Pauline Kael, though never a fan of the genre, claimed that scary movies infect us with the “fear sickness,” that “crazy, inexplicable delight that children get out of terrifying stories that give them bad dreams.” As Jason Zinoman explains in his recent book on horror, this exhilaration arises from the confusion of confronting “the forbidden, the taboo, and a hint of the disreputable.” Such ecstatic bewilderment, he observes, recalls “the innocence of childhood.” The gore of the R rating returns us to the joy of the G.

Surely this is one of the enduring enticements of cinematic creepiness. But there are perhaps other more complicated and serious attractions as well. Consider the recent defense of the genre mounted by the Mexican director Guillermo del Toro, maker of lyrical horror films such as The Devil’s Backbone and Pan’s Labyrinth. Sounding a little like Jung, he says, “Art is a reconstruction of the world, and violence and horror are absolutely as much part of the world as butterflies and happy faces. There are so many more people trying to sell us the bullshit that the world has to be happy and the world has to be sunny, and you have to have good breath and shiny hair. With this, we lose touch with imperfection and that makes for a really harsh, cold measure to live by. I think horror makes us human, because it reminds us of our imperfection.”

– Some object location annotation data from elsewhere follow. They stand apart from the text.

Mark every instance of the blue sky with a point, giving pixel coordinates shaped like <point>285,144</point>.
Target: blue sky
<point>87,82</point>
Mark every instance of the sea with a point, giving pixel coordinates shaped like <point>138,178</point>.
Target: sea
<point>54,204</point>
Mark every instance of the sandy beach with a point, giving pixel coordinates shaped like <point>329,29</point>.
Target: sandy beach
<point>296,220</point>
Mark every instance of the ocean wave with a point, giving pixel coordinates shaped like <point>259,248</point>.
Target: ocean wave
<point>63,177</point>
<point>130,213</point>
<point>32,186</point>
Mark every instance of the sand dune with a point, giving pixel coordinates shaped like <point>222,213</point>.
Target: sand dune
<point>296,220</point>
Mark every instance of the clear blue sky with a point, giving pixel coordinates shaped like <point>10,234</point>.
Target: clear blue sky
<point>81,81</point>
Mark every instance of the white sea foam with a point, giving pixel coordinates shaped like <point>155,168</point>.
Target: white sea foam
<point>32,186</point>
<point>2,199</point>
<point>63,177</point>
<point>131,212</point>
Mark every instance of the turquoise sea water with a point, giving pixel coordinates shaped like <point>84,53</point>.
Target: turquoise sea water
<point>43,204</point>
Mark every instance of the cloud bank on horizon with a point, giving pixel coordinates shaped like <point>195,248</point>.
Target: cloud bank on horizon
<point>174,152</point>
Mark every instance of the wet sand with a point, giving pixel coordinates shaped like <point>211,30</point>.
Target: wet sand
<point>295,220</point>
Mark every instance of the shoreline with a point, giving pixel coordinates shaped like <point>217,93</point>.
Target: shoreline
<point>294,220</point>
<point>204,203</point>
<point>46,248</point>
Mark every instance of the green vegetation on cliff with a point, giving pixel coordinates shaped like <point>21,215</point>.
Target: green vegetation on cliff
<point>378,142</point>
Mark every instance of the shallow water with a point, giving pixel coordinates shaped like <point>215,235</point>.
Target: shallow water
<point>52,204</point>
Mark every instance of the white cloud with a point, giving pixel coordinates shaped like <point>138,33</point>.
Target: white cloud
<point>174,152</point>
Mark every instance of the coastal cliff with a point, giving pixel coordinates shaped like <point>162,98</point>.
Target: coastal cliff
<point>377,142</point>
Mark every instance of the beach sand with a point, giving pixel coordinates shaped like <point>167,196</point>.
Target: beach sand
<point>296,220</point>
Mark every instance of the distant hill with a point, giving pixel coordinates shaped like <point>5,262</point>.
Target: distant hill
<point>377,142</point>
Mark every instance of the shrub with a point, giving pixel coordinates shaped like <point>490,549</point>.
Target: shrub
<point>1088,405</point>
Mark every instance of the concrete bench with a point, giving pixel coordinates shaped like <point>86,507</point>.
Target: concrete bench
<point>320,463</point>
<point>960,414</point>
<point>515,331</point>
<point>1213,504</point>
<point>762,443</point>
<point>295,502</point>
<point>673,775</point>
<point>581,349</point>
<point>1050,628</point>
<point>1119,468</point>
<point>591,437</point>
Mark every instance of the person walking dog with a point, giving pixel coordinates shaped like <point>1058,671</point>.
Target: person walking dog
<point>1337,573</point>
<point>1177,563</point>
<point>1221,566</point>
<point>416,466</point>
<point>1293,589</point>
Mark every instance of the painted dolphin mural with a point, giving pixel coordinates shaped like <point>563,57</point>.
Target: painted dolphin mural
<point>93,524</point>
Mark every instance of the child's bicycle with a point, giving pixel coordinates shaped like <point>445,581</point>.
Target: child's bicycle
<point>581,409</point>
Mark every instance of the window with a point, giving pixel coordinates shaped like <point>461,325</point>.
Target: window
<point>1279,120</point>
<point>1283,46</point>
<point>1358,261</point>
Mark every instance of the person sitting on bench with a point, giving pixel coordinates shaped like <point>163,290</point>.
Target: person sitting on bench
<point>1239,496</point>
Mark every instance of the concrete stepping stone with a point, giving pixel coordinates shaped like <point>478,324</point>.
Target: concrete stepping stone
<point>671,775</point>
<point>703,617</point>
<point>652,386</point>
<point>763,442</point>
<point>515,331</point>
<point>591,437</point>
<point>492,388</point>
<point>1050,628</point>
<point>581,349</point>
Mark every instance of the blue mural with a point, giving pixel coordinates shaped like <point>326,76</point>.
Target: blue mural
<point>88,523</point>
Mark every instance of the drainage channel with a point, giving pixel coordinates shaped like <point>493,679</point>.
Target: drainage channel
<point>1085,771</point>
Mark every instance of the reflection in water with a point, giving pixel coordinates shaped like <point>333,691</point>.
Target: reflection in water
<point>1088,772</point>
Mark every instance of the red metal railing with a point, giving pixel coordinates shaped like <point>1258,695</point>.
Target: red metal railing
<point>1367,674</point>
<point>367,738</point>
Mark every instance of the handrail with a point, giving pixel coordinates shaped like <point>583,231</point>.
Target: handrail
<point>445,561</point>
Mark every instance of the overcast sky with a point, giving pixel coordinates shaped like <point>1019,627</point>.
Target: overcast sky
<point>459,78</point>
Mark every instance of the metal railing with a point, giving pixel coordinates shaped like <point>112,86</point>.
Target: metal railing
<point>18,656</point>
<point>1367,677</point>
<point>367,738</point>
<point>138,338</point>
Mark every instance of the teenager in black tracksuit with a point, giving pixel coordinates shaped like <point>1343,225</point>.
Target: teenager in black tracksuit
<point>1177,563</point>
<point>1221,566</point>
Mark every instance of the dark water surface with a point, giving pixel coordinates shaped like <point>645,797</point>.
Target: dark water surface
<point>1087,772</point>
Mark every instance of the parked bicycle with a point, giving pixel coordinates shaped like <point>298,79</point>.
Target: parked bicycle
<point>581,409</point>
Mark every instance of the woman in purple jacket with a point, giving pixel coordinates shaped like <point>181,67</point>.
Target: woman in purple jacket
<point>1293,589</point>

This sentiment ennobles the genre, suggesting that it cuts through our vain delusions about what is real. Morris Dickstein, an English professor at the Graduate Center of the City University of New York, also believes in the value of horror films, which are, he claims, “a safe, routinized way of playing with death, like going to a roller coaster or parachute jump at an amusement park.” Imagining our own end, we meditate on what we need to enliven our remaining years—what we shouldn’t take for granted and what we should ignore.

For Will H. Rockett, another professor in the humanities, horror films force us to face our own guilt over our own evil behaviors, so that we “might expiate real or imagined sins through the controlled trauma of the film experience.” This purgation comes from our desire to transcend our isolation.

Aristotle developed a notion of purgation, too (invoked, as we saw earlier, by Sendak in his justification of his book on wild things). In his Poetics, Aristotle focuses on the literary genre of tragedy, which he defines as “an imitation of an action that is serious, complete, and of a certain magnitude.” The tragic drama features a hero of high social stature who, though noble, possesses a flaw that leads to his downfall, more catastrophic than he deserves. Audiences experience pity and fear as they watch the decline of the hero—pity over his suffering and fear of his transgression.

These intense feelings, Aristotle claims, effect “the proper purgation of these emotions.” How this purgation—the translation of the Greek katharsis—actually works is not entirely clear, but the gist is this: Expressing pity and fear in an artificial setting, we drain these emotions from our systems and subsequently feel purified, relieved, refreshed.

Our desire for catharsis might explain why we like Hollywood tearjerkers in which wives or girlfriends or daughters die—Love Story, Terms of Endearment, Steel Magnolias, and the like. Catharsis might also account for our attraction to more operatic fare, in which not one, but both lovers die: think of Tristan and Isolde, Romeo and Juliet. (Indeed, many believe, with Wagner as their support, that romance reaches its zenith when the lovers, preferably young and beautiful, die in each other’s arms: amour consummated for all eternity.) And, certainly, Aristotle’s theory can clarify the popularity of horror films: we are drawn to gore because our vicarious experience of violence cleanses our hearts of aggression.

Aristotle is gospel for the great makers of the macabre. Stephen King claims that we “make up horrors to help us cope with the real ones,” and the mode of coping is catharsis: horror stories, in film or fiction, are the “barber’s leeches of the psyche, drawing not bad blood but anxiety.” Hitchcock concurs: “Seeing a murder on television can be good therapy. It can help work off one’s antagonism.”